SUNY Oswego creates food pantry
In the basement of Penfield Library at SUNY Oswego, there's a room where the shelves are not filled with books.
"We've got pastas, and we've got popcorn, Jell-O, beans, cereals, jelly -- a lot of jelly," said SUNY Oswego Student Government Association President Emily Nassir as she surveyed the recently created food pantry. Just a few months ago, this was an empty space. Now it's covered in a plethora of canned and boxed foods and toiletries. And there's even a mini clothing store and adjacent fitting room.
"You're going to be able to take the clothes from there, come in here and change and then leave," Nassir said. "The good thing is this nice door so you can have your privacy while you change."
Nassir worked with the Oswego administration earlier this year to create the food pantry, which is called S.H.O.P, Students Helping Oz Peers.
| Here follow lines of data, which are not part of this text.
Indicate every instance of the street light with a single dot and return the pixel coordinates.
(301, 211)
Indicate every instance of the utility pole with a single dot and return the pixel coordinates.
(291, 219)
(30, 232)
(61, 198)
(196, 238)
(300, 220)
Nassir said it serves an important function at a time when the ballooning costs of college are beginning to affect students from all backgrounds.
"I don’t like to think of S.H.O.P as you have to be at rock bottom to come here," Nassir said. "It’s Students Helping Oz Peers. If you need help, however you interpret that help, it’s here for you to get it."
And as the winter season approaches, that help can also come in the form of winter wear. Nassir says the pantry is getting a lot of jacket and coat donations.
"It’s meant to be a rounded assistantship to students so they’re able to sustain themselves while on campus," She said. "It’s worth acknowledging that sustaining isn’t just about food, it’s about hygiene and taking care of your body in every way -- keeping yourself warm in the tundra of Oswego."
Nassir said the idea for a food pantry was inspired by other college campuses in the state. Clare Cady, who started the College and University Food Bank Alliance (CUFBA), said the campus pantry movement is actually a nationwide trend.
"At this point as college costs and the costs associated with college climb and financial aid is not keeping pace with that, we’re finding that the issue is becoming more prevalent," Cady said. "A lot more schools are working to address it."
CUFBA helps campuses address food insecurity, primarily through launching food pantries. Cady said food insecurity affects anywhere from 20 to 40 percent of students on any given campus. The issue, she says, is that pantries typically only serve a temporary fix.
"It’s essentially putting a band aid on a bullet wound," Cady said. "So, if you can get a student food for a week, for a night, but what happens the next night or next week? At that point you need to pair it with longer term solutions."
Cady says lawmakers need to invest more in colleges and universities or supplement financial aid packages.